Skip to content

Runtime services

A session pod’s containers are decided at pod creation and cannot be changed while the pod is running. This is a Kubernetes invariant, not an x1 design choice. If an agent pre-declares Postgres in its siblings and mid-session decides it also needs Redis, the pod cannot mutate to add it.
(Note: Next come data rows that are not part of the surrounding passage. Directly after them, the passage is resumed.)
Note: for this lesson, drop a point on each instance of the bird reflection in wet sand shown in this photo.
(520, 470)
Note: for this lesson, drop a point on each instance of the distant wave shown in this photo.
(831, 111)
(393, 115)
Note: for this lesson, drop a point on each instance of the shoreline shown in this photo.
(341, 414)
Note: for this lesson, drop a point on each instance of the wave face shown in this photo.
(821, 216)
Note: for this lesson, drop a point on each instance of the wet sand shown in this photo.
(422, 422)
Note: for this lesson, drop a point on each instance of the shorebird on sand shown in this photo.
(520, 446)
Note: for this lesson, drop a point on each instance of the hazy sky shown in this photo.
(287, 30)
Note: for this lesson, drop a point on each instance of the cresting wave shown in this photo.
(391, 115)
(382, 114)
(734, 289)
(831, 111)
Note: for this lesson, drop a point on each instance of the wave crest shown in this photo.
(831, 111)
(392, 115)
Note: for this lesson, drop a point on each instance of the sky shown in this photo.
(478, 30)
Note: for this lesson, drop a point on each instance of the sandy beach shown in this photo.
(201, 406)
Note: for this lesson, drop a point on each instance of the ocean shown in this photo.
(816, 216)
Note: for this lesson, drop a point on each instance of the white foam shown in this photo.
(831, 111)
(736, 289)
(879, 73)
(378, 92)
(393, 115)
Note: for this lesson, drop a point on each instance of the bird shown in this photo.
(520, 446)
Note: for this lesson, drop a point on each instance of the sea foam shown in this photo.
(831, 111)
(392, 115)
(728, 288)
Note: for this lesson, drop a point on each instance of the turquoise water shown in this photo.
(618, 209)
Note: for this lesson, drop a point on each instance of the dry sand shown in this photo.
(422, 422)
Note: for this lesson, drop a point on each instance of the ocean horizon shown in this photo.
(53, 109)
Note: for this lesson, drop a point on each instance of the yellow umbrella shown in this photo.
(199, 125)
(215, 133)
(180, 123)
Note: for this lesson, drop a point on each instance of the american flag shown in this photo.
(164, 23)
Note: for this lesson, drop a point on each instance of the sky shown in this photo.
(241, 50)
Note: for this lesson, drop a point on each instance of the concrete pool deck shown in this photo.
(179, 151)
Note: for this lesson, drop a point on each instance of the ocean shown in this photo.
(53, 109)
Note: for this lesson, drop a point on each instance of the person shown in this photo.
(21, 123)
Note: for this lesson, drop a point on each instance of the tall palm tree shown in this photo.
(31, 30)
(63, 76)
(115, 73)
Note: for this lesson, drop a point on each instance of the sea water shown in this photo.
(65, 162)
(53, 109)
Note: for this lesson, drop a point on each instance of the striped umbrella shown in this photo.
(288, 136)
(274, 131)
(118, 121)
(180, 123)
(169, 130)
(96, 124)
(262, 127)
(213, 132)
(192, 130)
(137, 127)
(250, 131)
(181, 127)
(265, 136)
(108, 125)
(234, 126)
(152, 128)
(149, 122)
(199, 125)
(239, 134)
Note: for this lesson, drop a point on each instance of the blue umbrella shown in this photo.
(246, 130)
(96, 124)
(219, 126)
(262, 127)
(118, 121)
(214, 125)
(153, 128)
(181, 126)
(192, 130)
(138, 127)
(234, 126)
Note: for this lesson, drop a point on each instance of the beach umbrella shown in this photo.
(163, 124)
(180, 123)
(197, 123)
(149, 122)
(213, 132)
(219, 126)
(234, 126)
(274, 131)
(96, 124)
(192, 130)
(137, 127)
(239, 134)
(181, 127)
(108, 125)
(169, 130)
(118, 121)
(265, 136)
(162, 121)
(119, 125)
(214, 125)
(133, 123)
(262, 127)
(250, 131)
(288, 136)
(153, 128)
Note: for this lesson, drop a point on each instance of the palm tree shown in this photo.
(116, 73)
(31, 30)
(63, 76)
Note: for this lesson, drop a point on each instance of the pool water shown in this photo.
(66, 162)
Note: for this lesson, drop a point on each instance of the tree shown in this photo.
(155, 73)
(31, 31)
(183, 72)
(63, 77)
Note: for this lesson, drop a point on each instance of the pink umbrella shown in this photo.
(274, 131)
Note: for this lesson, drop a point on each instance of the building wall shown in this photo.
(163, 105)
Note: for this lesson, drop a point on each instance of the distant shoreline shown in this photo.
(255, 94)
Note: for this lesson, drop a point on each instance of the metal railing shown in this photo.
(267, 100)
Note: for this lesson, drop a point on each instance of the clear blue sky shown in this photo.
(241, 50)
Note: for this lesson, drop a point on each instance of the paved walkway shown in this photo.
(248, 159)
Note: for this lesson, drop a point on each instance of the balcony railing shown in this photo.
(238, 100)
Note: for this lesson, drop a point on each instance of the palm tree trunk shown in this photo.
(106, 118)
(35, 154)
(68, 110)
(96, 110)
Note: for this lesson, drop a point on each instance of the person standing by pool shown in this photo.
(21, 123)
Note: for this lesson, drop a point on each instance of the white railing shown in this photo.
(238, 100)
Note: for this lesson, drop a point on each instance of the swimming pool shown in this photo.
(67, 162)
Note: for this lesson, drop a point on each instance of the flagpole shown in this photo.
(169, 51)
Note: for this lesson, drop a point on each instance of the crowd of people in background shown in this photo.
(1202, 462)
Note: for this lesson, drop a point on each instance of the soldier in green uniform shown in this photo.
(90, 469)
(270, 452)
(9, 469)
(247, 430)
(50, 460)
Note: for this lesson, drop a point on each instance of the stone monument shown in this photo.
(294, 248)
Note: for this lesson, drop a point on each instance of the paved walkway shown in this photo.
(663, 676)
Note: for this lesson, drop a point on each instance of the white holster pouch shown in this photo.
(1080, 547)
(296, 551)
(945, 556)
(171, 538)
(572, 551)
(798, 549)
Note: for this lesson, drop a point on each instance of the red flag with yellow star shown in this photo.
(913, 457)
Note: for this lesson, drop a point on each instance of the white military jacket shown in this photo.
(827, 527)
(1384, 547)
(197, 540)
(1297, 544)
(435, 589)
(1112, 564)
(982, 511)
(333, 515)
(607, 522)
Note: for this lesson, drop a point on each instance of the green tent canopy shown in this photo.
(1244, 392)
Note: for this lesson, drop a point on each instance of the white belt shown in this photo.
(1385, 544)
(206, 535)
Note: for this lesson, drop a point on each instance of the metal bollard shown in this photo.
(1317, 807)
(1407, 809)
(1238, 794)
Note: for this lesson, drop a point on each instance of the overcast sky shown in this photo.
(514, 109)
This doc specifies the out-of-pod escape valve for that case: the request_service flow, a mid-session pattern that creates an ephemeral Deployment + Service accessible from the session pod via in-cluster DNS, and that tears down with the session.

Companion docs:

  • Siblings — the static, pre-declared service containers that run in the session pod itself. Use these whenever the need can be pre-declared.
  • Permission grants — the approval model this flow extends.
ConcernUse siblingsUse runtime services
”Every session for this agent will need Postgres”
“This image always needs Postgres”
“The agent decided mid-session that it needs Redis for this one task”
“The agent is building an app and wants to add a queue now”
“The agent hit an error and realized it needs a different service”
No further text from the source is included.